Under the executive order signed Wednesday, migrants who cross the border will continue to be criminally prosecuted, but families won’t be separated while they are detained awaiting disposition of their case in court.
The Trump administration’s “new ‘zero tolerance policy'” was announced in April by Attorney General Jeff Sessions in a release headlined “Attorney General Announces Zero-Tolerance policy.” The statement described the shift in enforcement priorities as part of “an escalated effort to prosecute those who choose to illegally cross our border.”
In recent weeks, as criticism and outrage escalated over U.S. policy that separated thousands of children from their parents and has confined the children in chain link cages, Trump and his administration repeatedly said, falsely, that it was not the result of Trump administration policy, and that Congress was to blame. In recent days, Homeland Security Secretary Kirstjen Nielsen even denied the existence of the policy, tweeting “We do not have a policy of separating families at the border. Period.”
The incorrect charge that Congress is to blame for children being separated from their families was repeated in the executive order signed Wednesday: “It is unfortunate that Congress’s failure to act and court orders have put the Administration in the position of separating alien families to effectively enforce the law.”
Cortez Masto didn’t see it that way. Trump “created crisis after crisis and used human beings to advance his political agenda,” she said.
She was far from the only one unimpressed with Trump’s latest order. UNLV Law professor and immigration attorney Michael Kagan also spotted problems:
He’s getting positive initial headlines, but the order would call for families to be detained for months, maybe years (albeit together), and faces immediate legal problems – which the EO explicitly acknowledges.
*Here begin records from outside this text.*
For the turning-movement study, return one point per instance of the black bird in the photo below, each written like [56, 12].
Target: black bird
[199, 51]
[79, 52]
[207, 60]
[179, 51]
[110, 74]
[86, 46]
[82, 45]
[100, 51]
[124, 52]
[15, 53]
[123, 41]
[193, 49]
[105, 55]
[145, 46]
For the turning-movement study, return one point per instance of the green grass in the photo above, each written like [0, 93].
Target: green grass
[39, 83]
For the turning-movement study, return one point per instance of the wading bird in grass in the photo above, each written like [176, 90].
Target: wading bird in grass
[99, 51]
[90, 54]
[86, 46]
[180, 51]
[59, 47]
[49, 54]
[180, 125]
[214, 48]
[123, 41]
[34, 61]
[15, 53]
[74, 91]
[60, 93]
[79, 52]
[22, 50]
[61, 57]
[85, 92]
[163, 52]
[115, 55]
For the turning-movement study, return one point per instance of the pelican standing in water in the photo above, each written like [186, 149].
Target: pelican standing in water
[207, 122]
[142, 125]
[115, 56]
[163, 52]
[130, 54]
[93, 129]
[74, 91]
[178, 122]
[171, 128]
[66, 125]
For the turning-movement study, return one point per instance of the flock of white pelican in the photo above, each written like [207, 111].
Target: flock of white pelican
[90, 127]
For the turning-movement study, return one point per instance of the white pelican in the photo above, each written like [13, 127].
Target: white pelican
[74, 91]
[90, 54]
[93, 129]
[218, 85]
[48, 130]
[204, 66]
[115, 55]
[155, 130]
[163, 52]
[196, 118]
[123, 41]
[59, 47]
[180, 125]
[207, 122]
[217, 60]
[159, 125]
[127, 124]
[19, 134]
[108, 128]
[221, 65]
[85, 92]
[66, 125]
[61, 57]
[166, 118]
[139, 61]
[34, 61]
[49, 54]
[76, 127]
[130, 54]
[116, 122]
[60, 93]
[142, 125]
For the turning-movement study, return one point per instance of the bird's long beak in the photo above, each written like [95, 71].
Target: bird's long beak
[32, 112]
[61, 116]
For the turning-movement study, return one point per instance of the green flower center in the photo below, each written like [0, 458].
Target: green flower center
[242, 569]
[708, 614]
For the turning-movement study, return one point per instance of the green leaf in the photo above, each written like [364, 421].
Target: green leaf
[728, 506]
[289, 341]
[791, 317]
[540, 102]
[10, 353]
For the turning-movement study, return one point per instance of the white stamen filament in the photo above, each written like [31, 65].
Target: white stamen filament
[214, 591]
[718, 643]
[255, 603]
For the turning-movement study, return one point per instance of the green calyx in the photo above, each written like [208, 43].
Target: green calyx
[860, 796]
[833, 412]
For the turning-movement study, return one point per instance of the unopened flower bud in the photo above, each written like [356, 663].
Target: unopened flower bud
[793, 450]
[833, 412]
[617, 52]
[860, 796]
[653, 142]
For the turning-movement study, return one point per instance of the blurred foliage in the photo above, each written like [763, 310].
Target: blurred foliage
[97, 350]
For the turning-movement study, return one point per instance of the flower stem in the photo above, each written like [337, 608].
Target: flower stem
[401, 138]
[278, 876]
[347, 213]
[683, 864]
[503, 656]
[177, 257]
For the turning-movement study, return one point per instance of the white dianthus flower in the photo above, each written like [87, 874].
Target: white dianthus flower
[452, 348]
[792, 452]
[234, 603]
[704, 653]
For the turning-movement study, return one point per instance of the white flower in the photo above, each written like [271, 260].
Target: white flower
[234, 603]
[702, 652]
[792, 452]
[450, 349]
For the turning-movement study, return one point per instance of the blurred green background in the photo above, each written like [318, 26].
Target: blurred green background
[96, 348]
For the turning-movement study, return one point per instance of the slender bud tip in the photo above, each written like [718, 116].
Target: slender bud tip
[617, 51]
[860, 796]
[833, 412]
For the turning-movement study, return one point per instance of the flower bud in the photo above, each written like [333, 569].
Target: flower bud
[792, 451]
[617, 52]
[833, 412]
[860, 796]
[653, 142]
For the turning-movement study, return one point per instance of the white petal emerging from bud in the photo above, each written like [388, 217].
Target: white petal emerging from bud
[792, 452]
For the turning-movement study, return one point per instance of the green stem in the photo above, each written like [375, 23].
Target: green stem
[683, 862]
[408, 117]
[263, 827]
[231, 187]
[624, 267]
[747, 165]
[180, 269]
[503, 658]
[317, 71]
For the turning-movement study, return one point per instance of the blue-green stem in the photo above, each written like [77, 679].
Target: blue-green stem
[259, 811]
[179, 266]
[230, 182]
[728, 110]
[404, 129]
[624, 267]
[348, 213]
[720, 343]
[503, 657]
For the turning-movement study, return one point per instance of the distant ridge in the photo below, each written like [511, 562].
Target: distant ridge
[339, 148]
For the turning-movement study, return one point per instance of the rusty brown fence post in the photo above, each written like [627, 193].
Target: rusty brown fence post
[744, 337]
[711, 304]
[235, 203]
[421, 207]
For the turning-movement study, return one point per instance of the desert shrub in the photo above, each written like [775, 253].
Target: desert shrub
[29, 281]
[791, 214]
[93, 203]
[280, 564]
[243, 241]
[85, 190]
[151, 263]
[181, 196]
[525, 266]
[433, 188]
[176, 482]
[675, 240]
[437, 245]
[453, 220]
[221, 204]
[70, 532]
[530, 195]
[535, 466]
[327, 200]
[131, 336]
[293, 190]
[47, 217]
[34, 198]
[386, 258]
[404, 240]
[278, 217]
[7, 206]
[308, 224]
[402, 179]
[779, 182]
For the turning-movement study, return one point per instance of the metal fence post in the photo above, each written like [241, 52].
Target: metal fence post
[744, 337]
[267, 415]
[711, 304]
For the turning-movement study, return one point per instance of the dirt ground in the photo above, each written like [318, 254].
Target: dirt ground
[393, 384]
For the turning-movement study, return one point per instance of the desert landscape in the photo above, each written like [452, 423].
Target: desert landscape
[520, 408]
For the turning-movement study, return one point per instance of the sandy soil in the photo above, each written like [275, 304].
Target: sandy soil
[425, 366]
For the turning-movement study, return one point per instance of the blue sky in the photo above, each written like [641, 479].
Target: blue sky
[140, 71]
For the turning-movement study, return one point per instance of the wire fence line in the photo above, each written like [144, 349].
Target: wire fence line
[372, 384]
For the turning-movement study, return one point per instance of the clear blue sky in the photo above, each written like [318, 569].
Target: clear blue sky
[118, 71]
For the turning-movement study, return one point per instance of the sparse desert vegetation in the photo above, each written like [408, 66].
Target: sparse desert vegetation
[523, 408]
This is not over. https://t.co/DQyz6Jf5XL
— Michael Kagan (@MichaelGKagan) June 20, 2018
And Make the Road Nevada, a group that organizes and advocates for working class immigrants, described the border situation in a statement as “a humanitarian crisis” and said that “placing families together in one facility does not change the bigger problem, which is helping families that seek a safe home in the U.S.”
“Families belong together in communities, not in jails,” the group’s statement said.